Would the insurance industry benefit from Web3 adoption?
Due to the complexity of the insurance industry, the adoption of new technologies has been slow. This is a paradox, since insurance is one of the business application areas where the introduction of new technologies, especially the ones related to Web3, offers big potential.
The main opportunity comes from the ability to optimize workflows and offer better pricing models by moving business processes on the blockchain and using parametric insurance and smart contracts, as well as automate and improve data governance and data compliance by using Web3 storage.
Smart contracts and NFTs
Smart contracts is a term used to describe programs stored on a blockchain that run when predetermined conditions are met. Such conditions in the context of the insurance industry can cover anything that may trigger an insurance event, such as the average temperature or rainfall in a certain location over a certain timeframe, a major hurricane, an earthquake, and many others. To achieve business process automation such contracts can be attached to documents using non-fungible tokens, or NFTs.
NFTs are a type of digital asset that is unique and cannot be replaced or exchanged for another asset of the same type. NFTs are built on top of blockchain technology, and they are often used to represent unique items, such as collectible items, digital art, and other one-of-a-kind assets. In an enterprise context, they need to be considered as a ‘container’ file format, which contains an embedded document that can also carry business logic as metadata. Such metadata can contain simple descriptive information or could contain a business process: from a simple sign-off and document verification up to a complex multi-step sequence requiring the input of many parties and triggering automated payments.
The insurance industry could potentially benefit from the use of smart contracts, decentralized storage and NFTs in a number of ways that will allow the sector to reinvent its value chain entirely, while also increasing revenues.

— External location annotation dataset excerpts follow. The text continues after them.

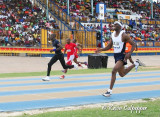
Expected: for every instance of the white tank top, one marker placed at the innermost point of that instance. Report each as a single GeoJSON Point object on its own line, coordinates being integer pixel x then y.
{"type": "Point", "coordinates": [118, 45]}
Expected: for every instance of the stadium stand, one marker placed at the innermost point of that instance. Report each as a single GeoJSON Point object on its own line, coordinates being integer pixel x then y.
{"type": "Point", "coordinates": [20, 23]}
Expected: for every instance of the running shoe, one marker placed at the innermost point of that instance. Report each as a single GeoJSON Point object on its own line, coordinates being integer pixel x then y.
{"type": "Point", "coordinates": [107, 94]}
{"type": "Point", "coordinates": [62, 77]}
{"type": "Point", "coordinates": [86, 63]}
{"type": "Point", "coordinates": [136, 63]}
{"type": "Point", "coordinates": [141, 63]}
{"type": "Point", "coordinates": [75, 66]}
{"type": "Point", "coordinates": [46, 78]}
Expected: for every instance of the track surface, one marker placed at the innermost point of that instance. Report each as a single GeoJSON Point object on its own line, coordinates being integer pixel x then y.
{"type": "Point", "coordinates": [19, 94]}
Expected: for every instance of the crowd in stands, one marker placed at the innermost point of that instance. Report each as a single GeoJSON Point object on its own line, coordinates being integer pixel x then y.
{"type": "Point", "coordinates": [149, 33]}
{"type": "Point", "coordinates": [20, 23]}
{"type": "Point", "coordinates": [82, 8]}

Automated data governance and compliance
The use of decentralized storage could potentially make it easier for insurance companies to securely store and manage large amounts of customer data, such as policy information, claims data, and other important documents. This could help to improve the overall efficiency and reliability of the industry, as it would make it easier for insurance companies to track and manage their policies, as well as make it easier for customers to access and verify their own policy information. Additionally, the use of NFTs could help to enhance the overall security and reliability of the insurance industry, as it would make it more difficult for policy information and other important data to be lost or tampered with.
Data governance and compliance are critical for ensuring that sensitive data is handled and stored securely and in accordance with relevant laws and regulations. Smart contracts can automatically enforce the rules and policies governing the use and storage of data – for example, automatically granting access only to authorized users, or automatically deleting data after a certain period. Access control mechanisms, such as end-to-end encryption in combination with decentralised encryption key management systems (DKMS), can also be used to ensure that only authorized users are able to access the data.
Business process automation
In the context of the insurance industry, the use of NFTs could potentially enable insurance companies to create unique, verifiable digital assets that represent insurance policies and other important documents which have embedded steps of the business process in the documents themselves. This could make it easier for insurance companies to track and manage their policies, process applications and claims, whereby multiple steps of the business process can execute themselves without human intervention.
There are attempts to build an open insurance platform by connecting centralized applications using application programming interfaces, or APIs. While the use of APIs for interconnectivity is a step forward from segregated systems, a truly open platform needs to be decentralized, and can only be achieved by using blockchain technology. We call a future, where complex decentralized business processes are assembled from building blocks represented by documents carrying their own business logic, ‘object-oriented business process management.’
Parametric insurance
In such an open system, providers of information, risk takers can cooperate in a truly open environment that creates efficiencies, automates processes, reduces costs, and enables the flourishing of parametric insurance. The basic concept of parametric solutions is quite simple: it covers the probability of a predefined event happening (e.g. a major hurricane or earthquake), paying out automatically according to a predefined scheme instead of a lengthy claims adjustment process. External data providers for such triggers (for example, data on flight delays, floods and many others) already exist and in the context of Web3 are called ‘data oracles.’
Conclusion
While Web3 related innovation may threaten existing business models, it offers significant opportunities to leaders with the vision and wisdom to understand that the businesses that have succeeded long term are the ones who grasped the nature of the creative destruction process and the need to embrace proactively the technologies that represent the highest threat to your current business model before your competitors have done so. The use of smart contracts and decentralized data storage are the two areas which may offer the highest scope for efficiency gains and business innovation at the moment.